UNITED STATES

SECURITIES AND EXCHANGE COMMISSION

WASHINGTON, DC 20549

 

 

 

 
FORM 8-K

 

CURRENT REPORT

 

PURSUANT TO SECTION 13 OR 15(d) OF THE

SECURITIES EXCHANGE ACT OF 1934

 

Date of Report (Date of earliest event reported) June 12, 2012 (June 6, 2012)

 

AMERICAN REALTY CAPITAL TRUST, INC.

(Exact name of Registrant as specified in its charter)

 

 

Maryland

001-35439

71-1036989

(State or other jurisdiction of

incorporation or organization)

(Commission File Number) (I.R.S. Employer Identification No.)

 

 

 

405 Park Avenue
New York, New York 10022
(Address, including zip code, of principal executive offices)
 
(212) 415-6500
Registrant’s telephone number, including area code: 

 

 

 

Check the appropriate box below if the Form 8-K filing is intended to simultaneously satisfy the filing obligation of the registrant under any of the following provisions:

o  Written communications pursuant to Rule 425 under the Securities Act (17 CFR 230.425)

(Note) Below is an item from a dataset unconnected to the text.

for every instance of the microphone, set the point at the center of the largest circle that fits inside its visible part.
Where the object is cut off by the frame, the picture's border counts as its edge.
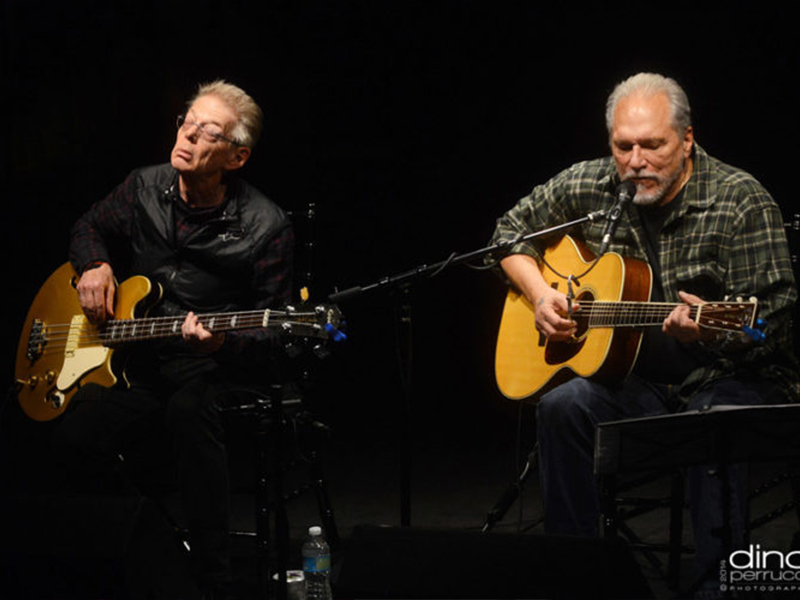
(625, 193)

o  Soliciting material pursuant to Rule 14a-12 under the Exchange Act (17 CFR 240.14a-12)

o  Pre-commencement communications pursuant to Rule 14d-2(b) under the Exchange Act (17 CFR 240.14d-2(b))

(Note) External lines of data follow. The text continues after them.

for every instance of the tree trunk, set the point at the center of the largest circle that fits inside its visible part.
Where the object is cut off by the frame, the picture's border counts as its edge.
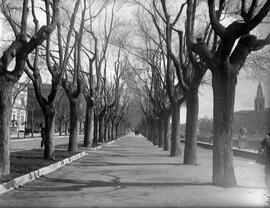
(88, 126)
(117, 129)
(109, 131)
(166, 124)
(224, 84)
(101, 130)
(32, 123)
(95, 139)
(49, 114)
(112, 130)
(155, 132)
(105, 133)
(161, 131)
(175, 133)
(192, 102)
(60, 127)
(73, 134)
(66, 128)
(5, 121)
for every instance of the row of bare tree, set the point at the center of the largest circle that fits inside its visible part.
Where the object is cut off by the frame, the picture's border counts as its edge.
(177, 54)
(70, 50)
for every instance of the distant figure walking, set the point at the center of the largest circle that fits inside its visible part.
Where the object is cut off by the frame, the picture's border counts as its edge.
(266, 149)
(42, 135)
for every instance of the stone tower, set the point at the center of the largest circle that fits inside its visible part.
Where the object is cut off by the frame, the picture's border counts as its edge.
(259, 101)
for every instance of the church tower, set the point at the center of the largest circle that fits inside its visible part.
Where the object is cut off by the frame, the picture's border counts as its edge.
(259, 101)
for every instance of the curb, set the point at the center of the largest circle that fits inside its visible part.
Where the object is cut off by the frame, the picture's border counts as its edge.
(17, 182)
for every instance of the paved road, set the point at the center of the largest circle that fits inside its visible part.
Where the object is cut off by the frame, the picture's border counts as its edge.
(131, 172)
(32, 143)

o  Pre-commencement communications pursuant to Rule 13e-4(c) under the Exchange Act (17 CFR 240.13e-4(c))

  

 
 

 

Item 5.07.      Submission of Matters to a Vote of Security Holders

 

American Realty Capital Trust, Inc. (the “Company”) held its 2012 Annual Meeting of Stockholders on June 6, 2012. At the annual meeting, the stockholders voted on (i) the election of Nicholas S. Schorsch, William M. Kahane, William G. Stanley, Leslie D. Michelson and Robert H. Burns to the Company’s Board of Directors for one-year terms until the 2013 Annual Meeting of Stockholders and until their respective successor is duly elected and qualified and (ii) a proposal to ratify of the audit committee’s appointment of Grant Thornton LLP as the Company’s independent auditor for 2012.

 

The stockholders elected all five nominees for director and ratified the audit committee’s appointment of Grant Thornton LLP as the Company’s independent auditor for 2012.

 

Additionally, on the agenda for the annual meeting was a proposal to approve certain amendments to the Company’s charter. This proposal requires approval by the affirmative vote of a majority of shares outstanding on the record date for the annual meeting. Based upon the percentage of the total shares of the Company voted with respect to the approval of the amendments to the Company’s charter, the requisite vote was not established at the annual meeting. Since the requisite vote was not established, the board adjourned the meeting to permit additional time to solicit stockholder votes on this proposal and the meeting shall reconvene on June 19, 2012 at 12:30 p.m., at the Company’s offices at 405 Park Avenue, New York, New York 10022, solely with respect to the proposal to amend the Company’s charter as described in the Company’s definitive proxy statement for the annual meeting as filed with the Securities and Exchange Commission on May 21, 2012.

 

The full results of the matters voted on at the annual meeting are set forth below:

 

Proposal No. 1 — Election of Directors:

 

Nominee Votes For Votes Against Votes Withheld Broker Non-Votes
Nicholas S. Schorsch 50,450,129 0 5,872,337 *
William M. Kahane 50,477,671 0 5,844,795  
William G. Stanley 55,906,280 0 416,186  
Leslie D. Michelson 55,908,722 0 413,744  
Robert H. Burns 55,813,328 0 509,138  

*There were a total of 69,950,376 broker non-votes in connection with Proposal No. 1.

 

Proposal No. 2 — Amendments to the Company’s Charter:

 

Based upon the percentage of the Company’s total shares outstanding voted with respect to Proposal No. 2, the requisite vote was not established at the annual meeting. Since the requisite vote was not established, the board adjourned and will reconvene the meeting as described above solely with respect to Proposal No. 2.

 

Proposal No. 3 — Ratification of the Appointment of the Company’s Independent Registered Public Accounting Firm:

 

Votes For Votes Against Abstentions Broker Non-Votes
124,986,894 393,096 892,852 *

* No broker non-votes arose in connection with Proposal No. 3, due to the fact that the matter was considered “routine” under NYSE rules.

 

No other proposals were submitted to a vote of the Company’s stockholders.

 

 
 

SIGNATURES

 

Pursuant to the requirements of the Securities Exchange Act of 1934, the Registrant has duly caused this report to be signed on its behalf by the undersigned, thereunto duly authorized.

 

 

  AMERICAN REALTY CAPITAL TRUST, INC.